So Now What?
In the face of all this – what good is there to mention the doings and non-doings of Congress if it seems to be alternately actively or passively, intentionally or unintentionally, facilitating the “men with the plan” of a unitary executive?
For precisely the same reason I listed in The Silent Coup as making it so dangerous to expand the power of the Presidency and the Executive Branch, by decreasing the checks and balances on it by the Legislative Branch: “The Congress is the branch most sensitive and receptive to the will of the people. Unlike the Executive Branch, elections are held continuously rather than every fourth year, putting pressure on Senators and Representatives not to stray to far away from their constituency and use their constitutional responsibility to guard against abuses of power.”
While the Presidential elections receive far more attention and “bells and whistles,” the U.S. people would do better not to buy into this cheap trick of “shock and awe” if they want to use the political venue to decide how power and other resources are distributed and used in their society.
Senators and Representatives are far more easily influenced by pressure from and/or problems put forth by, local and state-based movements and people who lack the money and connections to make any significant impression in the halls of the President and his entourage.
I do not say that our representatives in Congress come cheap.

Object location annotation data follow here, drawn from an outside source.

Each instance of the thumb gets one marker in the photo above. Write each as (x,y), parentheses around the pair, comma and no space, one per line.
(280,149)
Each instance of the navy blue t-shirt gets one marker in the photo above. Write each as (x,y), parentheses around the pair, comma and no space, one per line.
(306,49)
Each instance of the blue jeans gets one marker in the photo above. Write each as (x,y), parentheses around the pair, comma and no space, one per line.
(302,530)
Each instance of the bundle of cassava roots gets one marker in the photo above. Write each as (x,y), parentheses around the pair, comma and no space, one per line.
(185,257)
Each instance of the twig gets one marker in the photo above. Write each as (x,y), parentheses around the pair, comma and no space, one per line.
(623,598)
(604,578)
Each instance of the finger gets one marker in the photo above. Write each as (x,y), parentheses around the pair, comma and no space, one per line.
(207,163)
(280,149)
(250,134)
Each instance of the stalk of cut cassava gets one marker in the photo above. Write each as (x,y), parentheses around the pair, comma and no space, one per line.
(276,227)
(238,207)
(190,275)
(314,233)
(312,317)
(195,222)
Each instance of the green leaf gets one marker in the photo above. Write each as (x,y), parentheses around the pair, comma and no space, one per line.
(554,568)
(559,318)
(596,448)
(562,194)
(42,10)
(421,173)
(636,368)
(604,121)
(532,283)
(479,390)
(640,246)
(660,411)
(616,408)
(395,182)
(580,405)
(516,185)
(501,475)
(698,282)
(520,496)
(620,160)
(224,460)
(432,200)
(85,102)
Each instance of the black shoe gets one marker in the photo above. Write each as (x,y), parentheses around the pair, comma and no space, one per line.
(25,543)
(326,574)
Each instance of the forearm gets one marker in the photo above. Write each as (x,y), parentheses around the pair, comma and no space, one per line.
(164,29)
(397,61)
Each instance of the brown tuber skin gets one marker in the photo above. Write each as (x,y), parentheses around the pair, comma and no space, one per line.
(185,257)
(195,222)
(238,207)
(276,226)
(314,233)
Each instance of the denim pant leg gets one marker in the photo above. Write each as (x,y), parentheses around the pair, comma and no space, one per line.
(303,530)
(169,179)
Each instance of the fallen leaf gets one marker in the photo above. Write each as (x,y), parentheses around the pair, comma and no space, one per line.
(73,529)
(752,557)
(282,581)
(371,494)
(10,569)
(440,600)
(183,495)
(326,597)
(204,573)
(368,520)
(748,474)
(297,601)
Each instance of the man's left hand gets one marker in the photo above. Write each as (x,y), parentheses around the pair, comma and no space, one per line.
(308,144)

With some exceptions, they seem to be either forced by the “rules of the political game”, or all too willing to become “luxury prostitutes” not selling their votes and voices in Congress for anything less than amounts and reciprocal favors on a level no one can offer and still be representative of the general public (the truth is that the wealth and power of U.S. is not the wealth and power of the American people. The majority of Americans are no more powerful and wealthy than most other developed nations, in some cases, less so).
Nevertheless, they are closer to us – both in terms of where they grew up and live as well as shared social experiences.
I know that should I ever climb up the power ladder of politics, I would always be biased – whether I wanted to or not - towards people, places and things that affected me positively. Moreover, few things affect one so much as the places, faces, features and values of the place where one grew up and called home.
Only if you are aware of what is going on in the Senate and House of Representatives, can you take appropriate action along with others in your district or state to put pressure on incumbent and aspiring Senators and Representatives.
In the face of the horrible statistics of voting turn out in U.S., it is hard not to conclude that democracy in the U.S. is little more than the name of a particular process of electing a government.
One of the great works claimed as a testimony to the success of the - at the time – unique and revolutionary political system of democracy set up in the USA, was the book Democracy in America by Alexis de Tocqueville.
It has been called the most influential study of the United States ever written.
Tocqueville visited USA 1831-1832 and from what he has experienced he wrote about how “liberty could be channeled by widespread participation in public life to prevent a potentially volatile tyranny of the majority from spilling over into anarchy or despotism”.
By this he was referring to the system of combining the virtues, and balancing the vices, of what the Founding Fathers saw as the three ideal forms of government:
The power of the many (i.e democracy, through the House of Representative which represented the will of the people)
The power of the few and – at least as was intended – for the purpose specially skilled (i.e aristocracy through the Senate which through education and cultivation would be less susceptible to the whims of a large and diverse population, expected to be too focused on their individual needs to take into account the greater context)
The power of the one (i.e monarchy through the President, providing the ability of fast and decisive action).